Fighting rages in Sudan's capital as truce deadline nears

Fighting rages in Sudan's capital as truce deadline nears
Gunfire and explosions shook Sudan's capital ahead of a humanitarian ceasefire, despite truce being described as different from previous announcements and supported by ceasefire monitoring mechanism.
4 min read
For the 37th consecutive day, the capital of five million awoke Monday to the sound of air strikes [Getty]

Gunfire and explosions rocked Sudan's capital Monday, hours before a one-week humanitarian ceasefire was to take effect after a series of previous truce announcements were all violated.

The United States and Saudi Arabia on Sunday announced that the ceasefire agreed between the rival camps would take effect at 9:45 pm GMT Monday to enable humanitarian assistance to civilians.

Unlike truces previously announced, the US and Saudi said this one is different because it was "signed by the parties" and will be supported by a "ceasefire monitoring mechanism".

Desperate residents voiced hope that the new agreement would stem the brutal warfare that has shaken the capital Khartoum and other parts of the impoverished country, particularly the western Darfur region.

Fighting erupted on April 15 between the army, led by Sudan's de facto leader Abdel Fattah al-Burhan, and the paramilitary Rapid Support Forces commanded by Burhan's former deputy Mohamed Hamdan Daglo.
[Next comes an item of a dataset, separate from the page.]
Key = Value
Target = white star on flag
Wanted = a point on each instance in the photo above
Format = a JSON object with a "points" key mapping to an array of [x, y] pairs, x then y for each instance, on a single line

The two sides on Sunday affirmed that they would respect the ceasefire, which was welcomed by the United Nations, African Union and East African bloc IGAD.

According to a text of the agreement released by the US, warring sides were to use the two days before it takes effect Monday night to "inform their respective forces" about it and "instruct them to comply."

But for the 37th consecutive day, the capital of five million awoke Monday to the sound of air strikes and anti-aircraft fire, said witnesses, as the city endures sweltering heat and only intermittent water and power supplies.

"Fighting and troop movements have continued even today, despite a commitment by both sides not to pursue military advantage before the ceasefire takes effect," Volker Perthes, the UN's envoy to Sudan, briefed the Security Council on Monday.

"Fighter jets are bombing our neighbourhood," Khartoum resident Mahmoud Salah el-Din told AFP. "We have seen no sign that the Rapid Support Forces are preparing to withdraw from the streets."

While government forces control the skies they have few men on the ground in the centre of Khartoum, where RSF are on the streets.

Around 1,000 people have been killed in the more than five weeks of violence that have plunged the already poverty-stricken country deeper into humanitarian crisis.

More than one million have been uprooted, including in excess of 250,000 who have fled Sudan across borders, creating regional fallout.

Despite the previous breached truces, war-weary civilians clung to hope that the approaching ceasefire would hold, allowing desperately needed aid to bolster the dwindling supplies of food, medicine and other vital resources.

Currently, 25 million people - more than half of the population - need humanitarian aid, the UN said.

For residents like Khaled Saleh, who lives in the capital's twin city of Omdurman across the Nile, the latest truce pledges could be a lifeline.

"With a ceasefire, running water can be restored and I will finally be able to see a doctor because I am supposed to see one regularly for my diabetes and high blood pressure," he told AFP.

Medics have repeatedly warned that the health care system is on the verge of collapse in Khartoum and elsewhere, particularly Darfur.

The UN has reported hundreds of civilians killed in the West Darfur capital El Geneina.

Intense fighting in Nyala, the capital of South Darfur, killed 28 people last week, according to the doctors' union, which said many of the wounded cannot reach hospitals, most of which remain out of service.

"If the truce holds, I will leave Nyala in order to save myself and my livelihood," said Othman al-Zein, a shop owner in Nyala market, which has been repeatedly attacked and looted.

"Although I doubt it will be implemented across Sudan," he told AFP.

The ceasefire agreement to take effect Monday night includes as "an integral part" an earlier pact, signed by the warring parties on May 12 in Jeddah, to respect humanitarian principles and allow in badly needed aid.

But the May 12 deal was already violated, according to the UN which reported "at least 11 attacks against humanitarian premises in Khartoum, and four new attacks against health facilities" since May 12.

Burhan and Daglo in October 2021 jointly staged a coup that derailed a fragile transition to civilian rule put in place after the 2019 overthrow of former autocrat Omar al-Bashir.

But they later fell out in a bitter power struggle, including over the integration of the RSF into the regular army.

"It is absolutely essential that we get a ceasefire that is effective and enduring, and we get back onto the political track," Andrew Mitchell, a minister of state in the UK Foreign Office, told AFP in Geneva.